Gov. Mike Dunleavy announced that only three more Alaskans tested positive for COVID-19 on Monday, but hinted that major changes to reopen Alaska’s economy safely will be unveiled on Wednesday.
“We need to open up,” said Dunleavy. “We’re a free country. We’re a free state. Our numbers are low. The numbers don’t justify us continuing anything but opening up.”
Dunleavy was joined at the first of his three COVID-19 press conferences anticipated for this week by Alaska’s Chief Medical Officer Dr. Anne Zink and Department of Health and Social Services Commissioner Adam Crum. Of the three new cases reported on Monday, two were from Anchorage and one case in Willow remains under investigations. No more Alaskans were hospitalized or died due to COVID-19 infection and 345 of the 399 people who have tested positive are listed as recovered from symptoms. A total of 35,611 Alaskans have been tested. Dunleavy said on Monday that he believes Alaska is ready for Phase 3 of reopening.
“Nothing is fool proof with this virus,” said Dunleavy. “The idea is we learn to live with this until ther’s a vaccination and we learn to manage it and not let it manage us.”
Dunelavy said multiple times that more information would be delivered on Wednesday reopening Alaska and allowing for more personal mitigation strategies to prevent the spread of COVID-19, but that large gatherings such as concerts would continue to be restricted in some way. Dunleavy said that the current health mandates and advisories would be condensed into a few advisories and that Alaskans should not fear COVID-19, but respect it. Commissioner Crum said that starting on Tuesday, commercial fisherman who are unable to be tested at their final Alaskan destination as they enter Alaska will be testeed at the Anchorage International Airport, which Dunelavy reported was the busiest airport in the world on Friday and Saturday with 1,742 operations in a 48-hour period. Crum reported that commercial fishing partners in Bristol Bay had been informed of the wide variety of rules and regulations and assured Alaskans that he continues to engage in daily conversations with fishermen. Crum said that Bristol Bay has a massive request for Personal Protective Equipment.

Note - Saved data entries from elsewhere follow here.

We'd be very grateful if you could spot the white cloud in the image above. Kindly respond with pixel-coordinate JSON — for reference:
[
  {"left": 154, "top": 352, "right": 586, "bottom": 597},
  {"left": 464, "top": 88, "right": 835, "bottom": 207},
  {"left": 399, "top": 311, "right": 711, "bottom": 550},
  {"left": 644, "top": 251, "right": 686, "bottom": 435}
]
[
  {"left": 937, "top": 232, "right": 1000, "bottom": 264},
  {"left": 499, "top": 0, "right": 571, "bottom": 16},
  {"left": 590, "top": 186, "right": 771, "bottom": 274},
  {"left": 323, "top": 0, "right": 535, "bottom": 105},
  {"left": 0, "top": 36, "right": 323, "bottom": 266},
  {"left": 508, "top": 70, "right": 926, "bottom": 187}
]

“There’s a lot that continues to change and ak continues to open up. I think it’s important to remember that this pandemic is not over and it continues to exist and the personal mitigation strategies that people do and the environmental mitigation strategies are incredibly important,” said Zink.
Zink recalled what Dr. Alexander Eastman from the Department of Homeland Security had told her during his visit to the state, that easy decisions are past and only hard decisions remain. Zink responded to questions about when Alaskans can have dinner with their neighbors and said that the larger Health Mandates that had been released during April were being relaxed to individual members, but stressed that Alaskans must continue to minimize their exposure to others despite the relaxing of travel restrictions. Zink said that Alaskans can ‘double their bubble’ but that exposure to more people shares the risk of infection.
“It’s a way that you can really minimize your interacitons with others and be able to have less social and personal mitigation within that group. It’s kind of a shared risk becuase if one person in that group gets sick, you’re more likely for everyone in that group to get sick,” said Zink.
Zink noted that research suggests that 80 percent of household members in contact with people who have tested positive for COVID-19 have gotten sick, but said that a double bubble was a long term solution to support other Alaskans.
Dunelavy briefly touched on the action taken in Juneau by the Legislature on Monday, passing the RPL’s out of committee. Dunleavy said that the approximately $1.2 billion should be voted on for a final time on Wednesday.
“It should be wrapped up and then we can get the money out as soon as possible to Alaskans that need it,” said Dunleavy.